Dabbs Greer (1936)He was best known as a character actor who performed many diverse supporting roles, acting in nearly 100 movies and hundreds of TV show episodes.

Greer was a very familiar face in films and especially on TV. He was a sort of “everyman” in his roles and played merchants, preachers, businessmen, and other “pillars of the community” types as well as assorted villains.

Most of his work was in supporting roles, but Greer told the Albany, New York, Times Union in 2000: “Every character actor, in their own little sphere, is the lead.”

Raised in Missouri

Bill Greer 1936Born in Fairview, Missouri, Greer was the only child of a pharmacist father and a speech therapist mother.

He began acting in children’s theater productions when he was eight years old and later attended Drury College in Springfield, Missouri, where he earned a Bachelor of Arts degree in drama.

He joined Theta Kappa Nu while at Drury in 1938, which merged with Lambda Chi Alpha in 1939.

Willing to do whatever it took to survive as an actor, Greer has been playing small-town doctors, bankers, merchants, druggists, mayors and ministers since the 1950s.

After many years of bit parts, Greer began to receive more screen time in “House of Wax” in 1953, “Invasion of the Body Snatchers” in 1956, and later in “It! The Terror from Beyond Space.”

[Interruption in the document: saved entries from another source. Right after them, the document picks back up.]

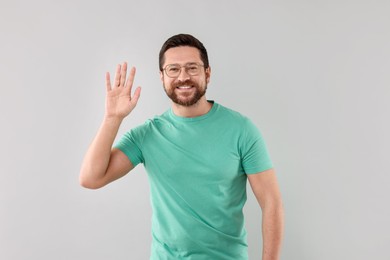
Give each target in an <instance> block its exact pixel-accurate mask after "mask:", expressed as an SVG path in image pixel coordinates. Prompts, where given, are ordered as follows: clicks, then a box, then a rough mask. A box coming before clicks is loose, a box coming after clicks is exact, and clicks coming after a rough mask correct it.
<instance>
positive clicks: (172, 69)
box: [165, 64, 180, 77]
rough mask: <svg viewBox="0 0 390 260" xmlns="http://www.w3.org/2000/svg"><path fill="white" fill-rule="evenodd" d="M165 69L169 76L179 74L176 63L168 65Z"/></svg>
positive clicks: (178, 74) (175, 75)
mask: <svg viewBox="0 0 390 260" xmlns="http://www.w3.org/2000/svg"><path fill="white" fill-rule="evenodd" d="M165 71H166V73H167V75H168V76H169V77H177V76H179V74H180V66H179V65H176V64H172V65H168V66H167V67H166V68H165Z"/></svg>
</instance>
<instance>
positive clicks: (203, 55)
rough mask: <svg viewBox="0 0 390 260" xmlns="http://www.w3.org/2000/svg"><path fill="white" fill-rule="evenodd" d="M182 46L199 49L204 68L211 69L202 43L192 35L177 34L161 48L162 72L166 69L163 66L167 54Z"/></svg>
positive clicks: (159, 66) (208, 58)
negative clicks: (204, 67) (165, 57)
mask: <svg viewBox="0 0 390 260" xmlns="http://www.w3.org/2000/svg"><path fill="white" fill-rule="evenodd" d="M181 46H188V47H194V48H196V49H198V51H199V54H200V58H201V60H202V62H203V65H204V67H205V68H206V69H207V68H208V67H209V58H208V56H207V50H206V48H205V47H204V46H203V43H201V42H200V41H199V40H198V39H196V38H195V37H194V36H192V35H189V34H177V35H174V36H172V37H170V38H169V39H168V40H166V42H165V43H164V44H163V46H162V47H161V50H160V54H159V67H160V71H161V72H162V71H163V69H164V68H163V66H164V63H165V52H166V51H167V50H169V49H171V48H175V47H181Z"/></svg>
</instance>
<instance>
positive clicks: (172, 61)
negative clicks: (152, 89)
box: [160, 46, 210, 107]
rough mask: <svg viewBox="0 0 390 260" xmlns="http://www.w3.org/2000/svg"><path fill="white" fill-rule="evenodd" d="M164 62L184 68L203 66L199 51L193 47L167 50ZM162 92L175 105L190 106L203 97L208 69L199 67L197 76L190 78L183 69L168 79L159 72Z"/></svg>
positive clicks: (207, 80)
mask: <svg viewBox="0 0 390 260" xmlns="http://www.w3.org/2000/svg"><path fill="white" fill-rule="evenodd" d="M164 56H165V62H164V65H163V68H166V66H167V65H171V64H177V65H179V66H186V65H189V64H200V65H204V64H203V62H202V60H201V58H200V53H199V50H198V49H196V48H194V47H188V46H181V47H175V48H171V49H168V50H167V51H166V52H165V55H164ZM160 78H161V81H162V82H163V86H164V90H165V92H166V93H167V95H168V97H169V98H170V99H171V100H172V101H173V102H174V103H176V104H178V105H182V106H187V107H188V106H192V105H194V104H196V103H197V102H198V101H199V100H200V99H201V98H202V97H204V95H205V93H206V89H207V83H208V82H209V80H210V68H207V69H204V67H200V69H199V74H197V75H196V76H191V75H190V74H189V73H188V72H187V71H186V69H185V68H184V67H182V68H181V71H180V74H179V75H178V76H177V77H173V78H172V77H168V76H167V74H166V72H165V71H162V72H160Z"/></svg>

He also was recognizable to fans of “The Adventures of Superman,” as he appeared in three separate episodes on that show, including the series’ inaugural entry “Superman on Earth” in 1952.

He was the major guest star, as a man framed for capital murder in “Five Minutes to Doom” in 1954, and as an eccentric millionaire in “The Superman Silver Mine” in 1958.

Best Known Roles

After building up his resume, Greer eventually received his most notable roles as the storekeeper Mr. Jones on “Gunsmoke” from 1955 to 1960, and as Rev. Robert Alden on “Little House on the Prairie” from 1974 to 1983.

Showing no signs of slowing down, Greer continued accepting roles in such films as “Two Moon Junction” in 1988, and “Pacific Heights” in 1990.

Often cast as a minister, he performed the marriages of Rob and Laura Petrie on “The Dick Van Dyke Show” and of Mike and Carol Brady on “The Brady Bunch,” and he played Rev. Henry Novotny in the hit CBS TV show “Picket Fences” in the 1990s.

In the 1958 film, “I Want to Live!,” he played the San Quentin captain who finished strapping down Barbara Graham in the gas chamber prior to her execution and was the last person to speak to her.

As a result of that role, he was cast years later in a similar role in the 1999 smash hit film “The Green Mile,” in which he played the elderly version of Tom Hanks’ Death Row Officer Paul Edgecomb.

Greer never married and had no survivors.

2 Responses to “Acting Icon Remembered”. (leave your response)

  1. Tom Earp Says:

    Wow, another so familiar face of an actor and not knowing that he was a Brother.

    Being from Missouri and having close ties with Drury for their work with my Zeta, LX is always nice to hear of.

  2. Ron Neville Says:

    I believe there are now only two remaining Drury (Theta-Sigma) brothers who were members of Theta Kappa Nu: Ben Parnell and Richard Gardner.

    I coprresponded with Dabbs Greer several years ago when we were doing a fraternity house campaign. He was an interesting fellow and had fond memories of his time as a “Theta Nu”.